Manchester City Puts 3Key Crypto Deal on Hiatus Due to Lack of Proper Due Diligence

Growing concerns about the association between professional soccer teams and immoral partners have increased over the years, most recently forcing Premier League franchise Manchester City to put its newly minted partnership with 3Key Technologies, a crypto start-up, on hiatus while more information is needed to establish the company’s credibility.

With many crypto companies proving dodgy from the start, Manchester City came under fire after it was found out that three of the alleged executives representing 3Key had no digital presence whatsoever, indicating that the company may not be entirely genuine.

Putting the 3Key Deal on Hiatus

Pushing a dodgy company in the eyes of hundreds of millions of soccer fans could prove a dangerous precedent, prompting City to temporarily revisit its alliance with the entity. However, it also raises another red flag, and particularly how diligent companies are when conducting their background checks prior to striking partnerships with companies in the crypto space.

Often not fully regulated, if at all, crypto firms have been entering the world of sports at a quick pace. Crypto.com purchased the naming rights for the Staples Center in Los Angeles for a whopping $700 million.
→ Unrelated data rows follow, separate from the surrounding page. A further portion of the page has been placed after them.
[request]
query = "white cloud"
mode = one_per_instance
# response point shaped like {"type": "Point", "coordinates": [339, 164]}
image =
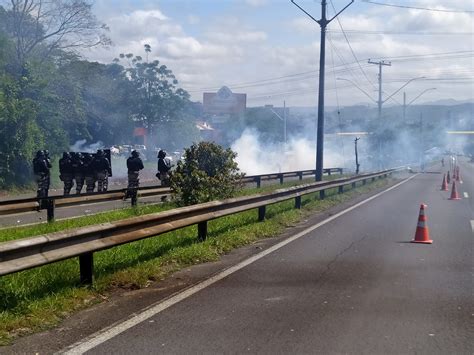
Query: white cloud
{"type": "Point", "coordinates": [229, 48]}
{"type": "Point", "coordinates": [256, 3]}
Worrying in the case is not only City’s apparent nonchalance towards the lack of transparency in the matter, but also the fact that it was fans who did a rudimentary search to establish that 3Key lacked any consistency in their reported corporate structure, prompting the sudden divorce last Friday.

Manchester City released a statement in which it confirmed that it would need to conduct further research into the company, and while that lasted, it would need to temporarily suspend all partnerships until after further checks are completed:

“Prompted by the club’s interactions with 3Key Technologies in recent days, Manchester City is now conducting further inquiries regarding 3Key Technologies, and the partnership has been suspended pending satisfactory resolution to all of those inquiries.”

Fans Are Not Hot on Token Partnerships in Soccer

There seems to be growing and justified discontent towards partnerships that involve NFTs or fan tokens. According to the Football Supporters Association, fans often feel “taken in” by such initiatives, as clubs seemingly rely on fans spending on paraphernalia that adds no real value to the fan experience.

Socios.com has been the leading platform in those matters, but also the most credible one too. The company has been able to enter the world of soccer from a completely different angle, offering a collectible trade card game instead of pushing its offer too aggressively or being linked to gambling.

The company has established deep roots with some of the world’s soccer elite, including becoming the official engagement partner for La Liga and rebranding Argentina’s Primera Division to Torneo Socios. 

Many soccer clubs have been opting for gambling partnerships as they usually allow clubs to stay competitive and generate additional revenue they need to scale or maintain operations. Overreliance on gambling sponsorships has become a hot talking pot between legislators and regulators, with the British public, for one, generally disapproving of those.

Most recently, we reported that Fulham FC signed a partnership with Asiabet33, becoming the official betting partner of the team for the Asian market throughout 2021/2022. With the onus now falling on clubs to “clean up” their act, crypto companies are slowly taking over advertisement space and sponsorships space. However, due diligence is always advised.